Question: Is $H(x) \in \mathscr{U}$?
- If Yes: Submit $y = \mathbf{1}$. Then $M(x, \mathbf{1}) = H(x) \in \mathscr{U}$. You win.
- If No: Submit $y = \mathbf{0}$. By property (3) of ultrafilters, if $H(x) \notin \mathscr{U}$, then its complement $\omega \setminus H(x)) \in \mathscr{U}$. Since $M(x, \mathbf{0}) = \omega \setminus H(x)$, your match set is in $\mathcal{U}$. You win.
Because property (3) forces an absolute dichotomy for any arbitrary subset of $\omega$, this question bisects the infinite Hamming cube $2^\omega$ into two pieces. It guarantees a winning submission for every possible $x$.
Remark 1: The question is equivalent to “Does your hidden sequence fall into the exact set of sequences for which submitting a sequence of all heads define a win?” So it’s tautological. Before you get upset, read on.
Remark 2: It may seem weird that the “density” of heads is 50% but we submit all heads or all tails. But this is not the right kind of comparison. It’s for the very fact that everything is expected to have a 50% density of heads that there is no way to get a “closer” match when there’s still an expected infinitely many mismatches. We can’t define winning/losing to mean “more” (mis)matches as infinite counts can’t be compared.
So we need something that makes it so that certain questions actually lead to a “competitive” strategy while being fair. An ultrafilter does this for us, even though it’s rather tautological to use it to define what winning means. There are some features that we want to preserve from the finite case:
- A complete mismatch cannot win since a match set in $\mathscr{U}$ implies the complete mismatch set is outside of it.

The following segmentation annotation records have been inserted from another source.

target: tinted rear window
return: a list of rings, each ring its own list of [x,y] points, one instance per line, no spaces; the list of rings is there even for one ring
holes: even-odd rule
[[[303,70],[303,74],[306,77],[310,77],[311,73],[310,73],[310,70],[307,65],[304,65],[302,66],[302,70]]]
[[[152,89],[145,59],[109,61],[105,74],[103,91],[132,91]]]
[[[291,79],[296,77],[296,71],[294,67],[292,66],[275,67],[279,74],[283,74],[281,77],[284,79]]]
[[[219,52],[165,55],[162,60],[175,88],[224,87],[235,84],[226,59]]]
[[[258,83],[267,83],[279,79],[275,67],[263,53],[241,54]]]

- There is consistency. Note that finite changes don’t matter to this measure but also, if $A$ is a winning match for $x$ and $B$ matches $x$ everywhere that $A$ does and then some, $B$ is also a winning match (by closure under supersets). This is certainly a property we wanted in the finite case: if $A$ is a decent match for $x$ and $B$ matches $x$ where $A$ does plus some more, then $B$ is also a decent match (and is considered better). Here, there’s no sense of something as better when trying to add a finite number to infinity.
- There is decidability. Every sequence has a defininitive win/loss verdict.
Remark 3: The strategy exists, but you cannot explicitly write down $\mathscr{U}$ in order to phrase the question. To construct a free ultrafilter, you must apply Zorn’s Lemma (which is equivalent to the Axiom of Choice) to extend the Fréchet filter (the filter of cofinite sets) to a maximal filter. Zorn’s Lemma is inherently non-constructive; it asserts the existence of a maximal element without providing an algorithm or formula to define it.
In fact, this limitation is a provable set-theoretic fact:
Sierpiński’s Theorem: One cannot prove the existence of a free ultrafilter on $\omega$ using only the Zermelo-Fraenkel axioms without the Axiom of Choice.
The moment you drop the Axiom of Choice, the ultrafilter vanishes, and with it, the guaranteed partition of the space.